Monitor `forum.spinalcordmri.org` email notification service and better detect email failures

spinalcordmri / spinalcordmri.github.io

Web site of spinalcordmri organization.

https://spinalcordmri.github.io/

0 stars 3 forks source link

Monitor `forum.spinalcordmri.org` email notification service and better detect email failures #79

Open joshuacwnewton opened 1 year ago

joshuacwnewton commented 1 year ago

We use Discourse as our forum software, and set up our own custom mail server within the DigitalOcean VM.

Starting on March 19th, 2023, we experienced an outage of outbound emails that wasn't noticed until May 11th.

Thankfully, the outage was easy to fix, as it was caused by an expired SSL cert. But, the concern here is how long it took for the outage to be caught. Here are some of the factors involved in the outage:

Both myself and Julien have the "mailing list" mode turned on, which alerts us of every new post on the forum.
These "mailing list" notifications are mirrored to the Slack channel #sct_forum_updates.
We receive ~0-2 new forum posts weekly. Receiving 0 post notifications over 2 months should have raised suspicions. (But, I imagine it's difficult to notice an absence of something. To me, it felt as though the forum was just in a quiet period.)
The admin dashboard at the time listed a warning about the email job failures. (But, we have no protocol for regularly checking the admin dashboard. I only tend to check it when I visit the forum. But, with the outage of notifications, I didn't have any reason to check the forum!)

So, to better address this in the future, we would need to find some way to monitor emails and detect failures:

Automated: e.g. have some sort of canary email that gets sent out daily, so that when emails fail, it's more noticeable/expected.
Manual: e.g. Have some sort of assigned task/automated reminder for an admin to check the admin dashboard on a daily/weekly schedule.

namgo commented 1 year ago

I'm following up on this as part of my task list. I'm hesitant to suggest the manual option, since it adds workload that IMO should be automatable.

Is there a reason you're sending outbound emails directly from the droplet? In the past when I've set up Discourse, I used a bulk mail provider and this would get around the possibility of mail getting dropped.

Regardless, I can set up a weekly canary email so it doesn't get overwhelming via cronjob with sendmail, would this help?

joshuacwnewton commented 1 year ago

Is there a reason you're sending outbound emails directly from the droplet? In the past when I've set up Discourse, I used a bulk mail provider and this would get around the possibility of mail getting dropped.

cc'ing @kousu who I believe set up the mail server originally.

Regardless, I can set up a weekly canary email so it doesn't get overwhelming via cronjob with sendmail, would this help?

That would be lovely! :)

kousu commented 1 year ago

Is there a reason you're sending outbound emails directly from the droplet?

We were using SendGrid (it was SendGrid right?) and they started dropping mail -- I think we forgot to renew the credit card.

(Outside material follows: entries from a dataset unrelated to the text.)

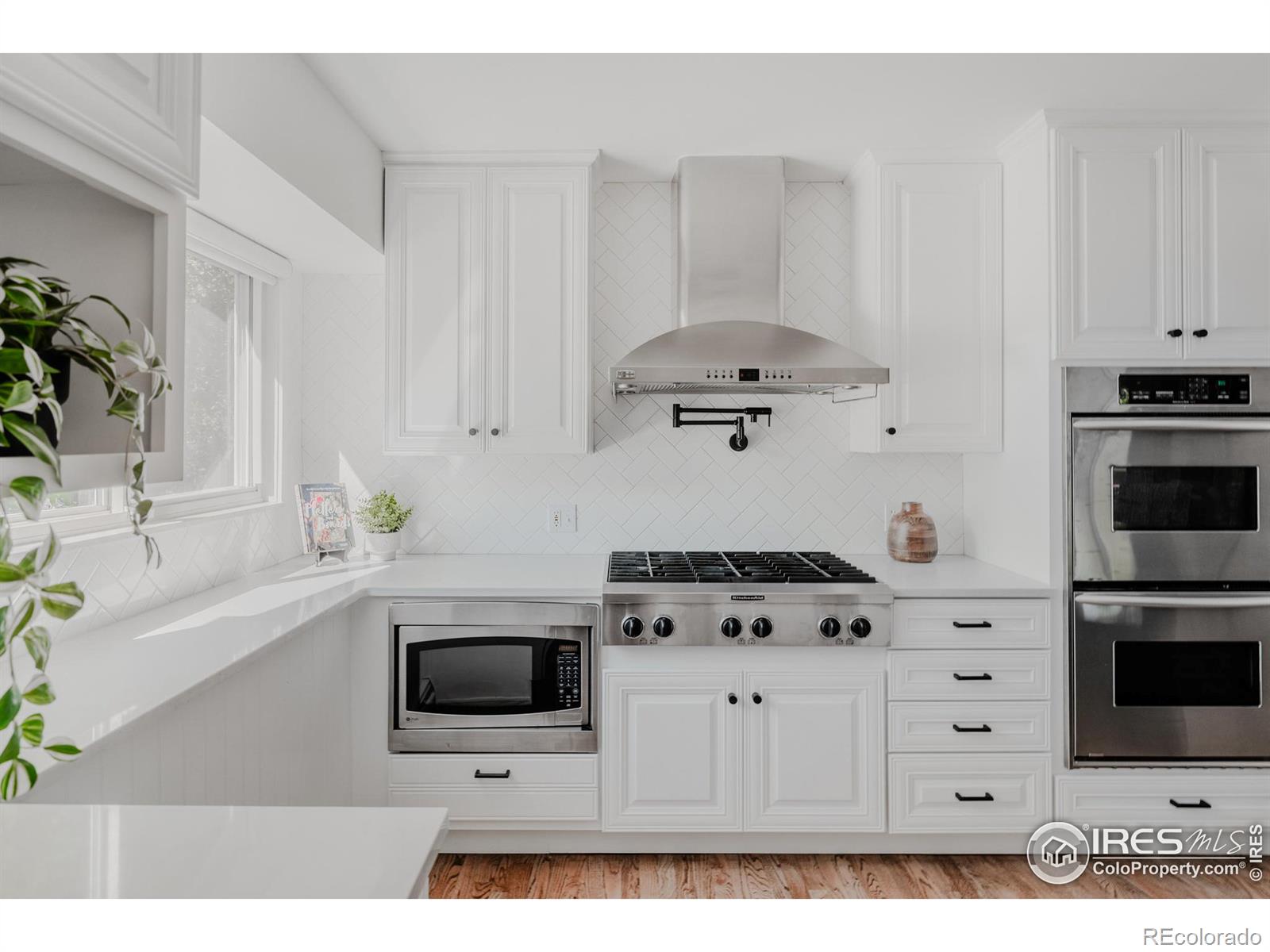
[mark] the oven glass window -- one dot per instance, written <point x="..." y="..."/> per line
<point x="484" y="676"/>
<point x="1184" y="498"/>
<point x="1187" y="673"/>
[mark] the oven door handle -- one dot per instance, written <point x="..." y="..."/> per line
<point x="1210" y="424"/>
<point x="1098" y="598"/>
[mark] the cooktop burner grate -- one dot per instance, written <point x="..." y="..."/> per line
<point x="737" y="568"/>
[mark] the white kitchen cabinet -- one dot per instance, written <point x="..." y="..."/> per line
<point x="813" y="752"/>
<point x="1226" y="186"/>
<point x="140" y="109"/>
<point x="488" y="317"/>
<point x="1118" y="243"/>
<point x="927" y="305"/>
<point x="672" y="752"/>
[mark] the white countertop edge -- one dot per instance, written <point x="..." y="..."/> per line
<point x="262" y="611"/>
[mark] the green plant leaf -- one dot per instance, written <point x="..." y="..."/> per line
<point x="33" y="729"/>
<point x="31" y="494"/>
<point x="63" y="748"/>
<point x="63" y="601"/>
<point x="10" y="573"/>
<point x="36" y="441"/>
<point x="10" y="702"/>
<point x="38" y="645"/>
<point x="38" y="691"/>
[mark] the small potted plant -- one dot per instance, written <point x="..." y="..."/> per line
<point x="381" y="518"/>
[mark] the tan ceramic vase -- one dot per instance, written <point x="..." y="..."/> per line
<point x="911" y="535"/>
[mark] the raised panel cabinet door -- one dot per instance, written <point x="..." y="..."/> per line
<point x="141" y="109"/>
<point x="814" y="757"/>
<point x="672" y="752"/>
<point x="1118" y="224"/>
<point x="941" y="306"/>
<point x="1227" y="228"/>
<point x="539" y="343"/>
<point x="435" y="243"/>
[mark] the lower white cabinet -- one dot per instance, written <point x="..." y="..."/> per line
<point x="960" y="793"/>
<point x="755" y="750"/>
<point x="501" y="791"/>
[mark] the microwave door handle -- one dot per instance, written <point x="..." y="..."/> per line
<point x="1098" y="598"/>
<point x="1172" y="423"/>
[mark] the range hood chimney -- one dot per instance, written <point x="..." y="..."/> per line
<point x="730" y="298"/>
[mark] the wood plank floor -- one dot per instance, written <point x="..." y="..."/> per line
<point x="794" y="876"/>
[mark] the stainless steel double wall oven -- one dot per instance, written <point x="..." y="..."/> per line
<point x="1168" y="546"/>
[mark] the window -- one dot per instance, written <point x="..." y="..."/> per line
<point x="225" y="408"/>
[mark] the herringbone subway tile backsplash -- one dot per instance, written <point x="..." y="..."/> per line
<point x="645" y="486"/>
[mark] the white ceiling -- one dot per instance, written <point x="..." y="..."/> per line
<point x="821" y="112"/>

I figured DigitalOcean allows outgoing SMTP and were already paying for it so I used that. It's one less point of failure. Plus then we're not rewarding protection rackets

I watched the mail logs for a few weeks after and only a few mails were getting delayed or dropped and I was able to fix up each problem.

SendGrid doesn't guarantee delivery! Email can still get flagged as spam. The sending IP is just one signal into the spam filters. At this point, our IP reputation should be as good as SendGrid or any other SMTP hoster -- though I don't know what dashboard I could look at to confirm that.

weekly canary email

that's a good idea!

here's another: a cronjob to grep the maillog for codes 250 and 5*, and make a histogram of them (| sort | uniq -c | sort -n). If the 500s spike or the 200s drop we investigate.

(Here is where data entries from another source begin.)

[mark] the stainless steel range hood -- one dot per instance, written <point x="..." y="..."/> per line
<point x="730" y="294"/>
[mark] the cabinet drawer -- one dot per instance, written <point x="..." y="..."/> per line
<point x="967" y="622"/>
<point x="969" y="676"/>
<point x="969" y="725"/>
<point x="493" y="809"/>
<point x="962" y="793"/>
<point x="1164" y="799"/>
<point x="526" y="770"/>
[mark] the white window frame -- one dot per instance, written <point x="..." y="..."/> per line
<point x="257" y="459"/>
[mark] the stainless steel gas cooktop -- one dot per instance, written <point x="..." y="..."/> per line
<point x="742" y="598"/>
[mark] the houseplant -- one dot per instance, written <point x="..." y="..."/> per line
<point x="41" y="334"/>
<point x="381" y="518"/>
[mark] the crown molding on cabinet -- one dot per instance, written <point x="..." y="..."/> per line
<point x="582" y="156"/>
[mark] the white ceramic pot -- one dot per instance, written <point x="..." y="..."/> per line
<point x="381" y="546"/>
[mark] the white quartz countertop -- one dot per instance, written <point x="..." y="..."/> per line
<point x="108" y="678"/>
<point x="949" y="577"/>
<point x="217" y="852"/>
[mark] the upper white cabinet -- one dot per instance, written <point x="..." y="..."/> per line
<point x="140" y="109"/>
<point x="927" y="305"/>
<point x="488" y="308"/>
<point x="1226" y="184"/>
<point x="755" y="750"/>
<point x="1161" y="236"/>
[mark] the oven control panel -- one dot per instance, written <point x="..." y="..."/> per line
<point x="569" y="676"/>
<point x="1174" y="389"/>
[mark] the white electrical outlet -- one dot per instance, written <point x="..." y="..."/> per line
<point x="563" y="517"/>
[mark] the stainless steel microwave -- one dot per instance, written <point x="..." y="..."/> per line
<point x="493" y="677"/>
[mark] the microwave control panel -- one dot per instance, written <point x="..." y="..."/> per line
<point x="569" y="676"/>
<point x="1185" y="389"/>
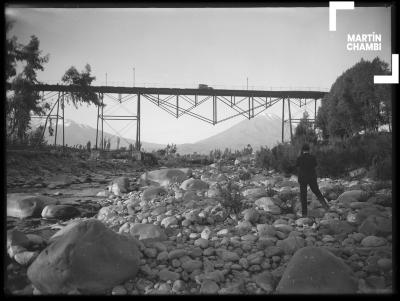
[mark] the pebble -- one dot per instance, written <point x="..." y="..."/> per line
<point x="208" y="251"/>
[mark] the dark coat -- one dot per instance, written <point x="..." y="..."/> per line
<point x="306" y="164"/>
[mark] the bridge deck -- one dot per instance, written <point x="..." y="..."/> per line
<point x="175" y="91"/>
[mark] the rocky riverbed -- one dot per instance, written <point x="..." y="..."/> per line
<point x="167" y="231"/>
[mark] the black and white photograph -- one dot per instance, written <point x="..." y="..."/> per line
<point x="199" y="148"/>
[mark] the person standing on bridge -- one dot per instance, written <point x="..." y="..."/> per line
<point x="307" y="175"/>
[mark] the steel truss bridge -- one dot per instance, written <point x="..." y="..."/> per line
<point x="179" y="102"/>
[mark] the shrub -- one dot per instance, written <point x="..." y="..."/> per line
<point x="231" y="198"/>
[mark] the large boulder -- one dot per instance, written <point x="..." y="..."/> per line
<point x="254" y="193"/>
<point x="314" y="270"/>
<point x="337" y="227"/>
<point x="60" y="212"/>
<point x="164" y="177"/>
<point x="376" y="225"/>
<point x="119" y="185"/>
<point x="152" y="192"/>
<point x="17" y="242"/>
<point x="86" y="257"/>
<point x="350" y="196"/>
<point x="291" y="244"/>
<point x="147" y="232"/>
<point x="268" y="204"/>
<point x="23" y="206"/>
<point x="194" y="184"/>
<point x="60" y="180"/>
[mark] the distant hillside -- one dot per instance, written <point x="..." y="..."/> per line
<point x="76" y="134"/>
<point x="263" y="130"/>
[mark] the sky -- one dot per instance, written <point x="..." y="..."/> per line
<point x="272" y="48"/>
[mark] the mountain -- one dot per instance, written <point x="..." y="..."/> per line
<point x="76" y="134"/>
<point x="263" y="130"/>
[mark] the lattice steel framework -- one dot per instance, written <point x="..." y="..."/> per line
<point x="180" y="102"/>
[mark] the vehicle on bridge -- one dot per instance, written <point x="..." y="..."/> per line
<point x="204" y="87"/>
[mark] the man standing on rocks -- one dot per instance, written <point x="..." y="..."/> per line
<point x="307" y="175"/>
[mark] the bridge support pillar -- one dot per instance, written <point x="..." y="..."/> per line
<point x="138" y="143"/>
<point x="283" y="118"/>
<point x="290" y="121"/>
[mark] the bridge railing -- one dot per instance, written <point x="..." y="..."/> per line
<point x="196" y="85"/>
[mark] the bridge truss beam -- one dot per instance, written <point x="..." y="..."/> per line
<point x="180" y="102"/>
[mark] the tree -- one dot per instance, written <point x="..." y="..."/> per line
<point x="24" y="98"/>
<point x="354" y="103"/>
<point x="83" y="80"/>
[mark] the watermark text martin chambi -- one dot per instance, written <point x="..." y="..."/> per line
<point x="364" y="42"/>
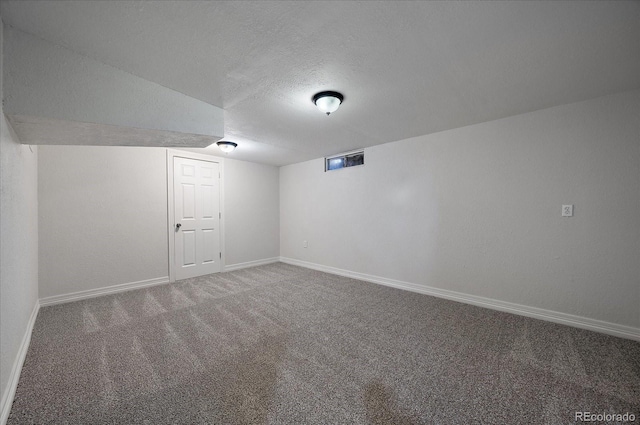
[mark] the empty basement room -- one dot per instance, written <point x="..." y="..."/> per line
<point x="320" y="212"/>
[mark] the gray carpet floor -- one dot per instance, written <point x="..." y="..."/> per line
<point x="283" y="344"/>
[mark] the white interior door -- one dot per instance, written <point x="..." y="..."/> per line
<point x="196" y="193"/>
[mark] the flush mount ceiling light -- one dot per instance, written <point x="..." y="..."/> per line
<point x="328" y="101"/>
<point x="226" y="147"/>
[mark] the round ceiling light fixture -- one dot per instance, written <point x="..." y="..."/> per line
<point x="226" y="147"/>
<point x="328" y="101"/>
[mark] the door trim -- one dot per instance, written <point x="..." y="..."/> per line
<point x="171" y="237"/>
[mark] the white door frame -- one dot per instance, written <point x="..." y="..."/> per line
<point x="171" y="239"/>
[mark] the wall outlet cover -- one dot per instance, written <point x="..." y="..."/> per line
<point x="567" y="210"/>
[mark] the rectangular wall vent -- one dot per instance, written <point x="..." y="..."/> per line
<point x="344" y="160"/>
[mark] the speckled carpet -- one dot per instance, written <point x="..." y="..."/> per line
<point x="283" y="344"/>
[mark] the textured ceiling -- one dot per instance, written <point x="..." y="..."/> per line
<point x="405" y="68"/>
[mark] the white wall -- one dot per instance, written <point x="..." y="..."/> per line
<point x="252" y="206"/>
<point x="18" y="251"/>
<point x="476" y="210"/>
<point x="103" y="216"/>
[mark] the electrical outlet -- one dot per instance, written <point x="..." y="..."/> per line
<point x="567" y="210"/>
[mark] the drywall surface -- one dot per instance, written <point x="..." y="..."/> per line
<point x="477" y="210"/>
<point x="47" y="86"/>
<point x="18" y="246"/>
<point x="252" y="212"/>
<point x="103" y="217"/>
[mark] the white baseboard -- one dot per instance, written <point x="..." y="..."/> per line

namgo commented 1 year ago

@kousu How would we access that histogram?

kousu commented 1 year ago

If it's in a cronjob run by root, and you have an email in ~root/.forward, then the stdout of that cronjob will go to that email.

joshuacwnewton commented 1 year ago

Emails have started failing once more...

The issue is SSL certificate related once more:

The steps that I used to fix this problem previously are:

Clear out space prior to rebuilding the Discourse app.
- sudo journalctl --vacuum-size=100M
- Delete the 3 oldest backups in Discourse UI
- Run /var/discourse/launcher cleanup, answering y to both.
- Ensure df -h shows >7GB of space for the 25GB /dev/vdal drive.
Follow steps on https://meta.discourse.org/t/how-to-force-letsencrypt-cert-renewal/143223
Restart OpenSMTPD process (sudo systemctl restart opensmtpd)

Working on this now.

Still, it looks like we'll need to get to the bottom of why the SSL certificates aren't auto-renewing, when they absolutely should be.

Potentially related:

joshuacwnewton commented 1 year ago

Email service has been restored. The steps above worked like a charm. :)